Freed Nigerian students reunite with families
Five of the dozens of students kidnapped from a college in northwest Nigeria were reunited with their families Wednesday, two days after having been found by the military.
The five -- three men and two women -- were among 39 students kidnapped from Federal College of Forestry Mechanization in Afaka, outside Kaduna city, by criminals last month after a fierce gunfight with soldiers.
It was the latest mass kidnapping in the country's northwest, where gangs have been increasingly abducting students for ransom, raiding villages, pillaging and stealing cattle.
The freed students were conveyed to the school from a military facility where they had undergone medical checks, where they were received by their parents and college authorities.
"We give thanks to God for saving five of the kidnapped students," said Sam Kambai, the head of the kidnapped students parents support group. "We have seen them, they are safe."
Kambai said the students had informed him that those in captivity were being held in one place and were "not in anyway molested by their captors".

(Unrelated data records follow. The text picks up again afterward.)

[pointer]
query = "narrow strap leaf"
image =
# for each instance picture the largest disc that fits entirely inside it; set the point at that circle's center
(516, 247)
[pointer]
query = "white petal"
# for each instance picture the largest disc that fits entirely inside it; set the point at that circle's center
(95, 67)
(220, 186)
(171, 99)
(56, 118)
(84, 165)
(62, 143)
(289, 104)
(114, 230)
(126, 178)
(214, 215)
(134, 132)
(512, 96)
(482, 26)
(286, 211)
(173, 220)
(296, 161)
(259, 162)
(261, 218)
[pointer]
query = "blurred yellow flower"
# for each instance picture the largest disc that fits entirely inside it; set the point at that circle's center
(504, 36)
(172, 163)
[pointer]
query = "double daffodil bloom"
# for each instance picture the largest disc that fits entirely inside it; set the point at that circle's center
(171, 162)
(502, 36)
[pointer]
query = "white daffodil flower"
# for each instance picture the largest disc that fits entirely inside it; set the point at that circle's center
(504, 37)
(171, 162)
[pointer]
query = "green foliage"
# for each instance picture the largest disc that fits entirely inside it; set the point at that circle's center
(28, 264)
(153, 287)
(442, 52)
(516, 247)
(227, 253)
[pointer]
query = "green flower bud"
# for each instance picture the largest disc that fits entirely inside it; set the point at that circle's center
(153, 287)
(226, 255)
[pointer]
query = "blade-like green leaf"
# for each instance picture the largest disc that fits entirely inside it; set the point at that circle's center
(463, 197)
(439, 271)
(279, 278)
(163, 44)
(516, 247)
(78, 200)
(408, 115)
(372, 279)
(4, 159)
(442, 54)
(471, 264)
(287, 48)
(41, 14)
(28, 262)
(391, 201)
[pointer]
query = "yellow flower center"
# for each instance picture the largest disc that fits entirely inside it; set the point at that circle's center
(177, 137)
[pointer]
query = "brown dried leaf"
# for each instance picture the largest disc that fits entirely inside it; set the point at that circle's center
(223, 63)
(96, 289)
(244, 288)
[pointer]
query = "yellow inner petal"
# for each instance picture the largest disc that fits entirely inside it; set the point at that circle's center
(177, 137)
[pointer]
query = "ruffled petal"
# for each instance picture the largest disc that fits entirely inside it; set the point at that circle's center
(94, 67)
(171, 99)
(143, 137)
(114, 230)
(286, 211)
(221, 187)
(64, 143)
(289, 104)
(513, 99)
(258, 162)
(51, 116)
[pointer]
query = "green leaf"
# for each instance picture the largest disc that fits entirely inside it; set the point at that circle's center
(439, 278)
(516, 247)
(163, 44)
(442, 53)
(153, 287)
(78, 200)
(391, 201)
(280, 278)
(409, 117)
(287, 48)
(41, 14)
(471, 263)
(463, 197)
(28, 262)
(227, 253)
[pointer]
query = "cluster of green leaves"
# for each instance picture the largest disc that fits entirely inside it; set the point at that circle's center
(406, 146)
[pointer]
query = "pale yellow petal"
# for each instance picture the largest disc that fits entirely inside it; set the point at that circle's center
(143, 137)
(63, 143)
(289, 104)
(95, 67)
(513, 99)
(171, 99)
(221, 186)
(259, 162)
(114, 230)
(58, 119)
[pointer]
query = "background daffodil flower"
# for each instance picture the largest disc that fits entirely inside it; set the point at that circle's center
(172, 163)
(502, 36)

On Monday, the government said five of the students had been "recovered" by the military, without providing details.
However Mohammed Usman Bello, the school provost said the students had been released on "health grounds".
"All the students are alive, all the students are together, all the students are not harmed. This is good news to us," Bello said, while welcoming those freed.
Heavily armed gangs have recently turned their focus to schools, where they kidnap students or schoolchildren for ransom -- the Afaka mass abduction was at least the fourth such attack since December.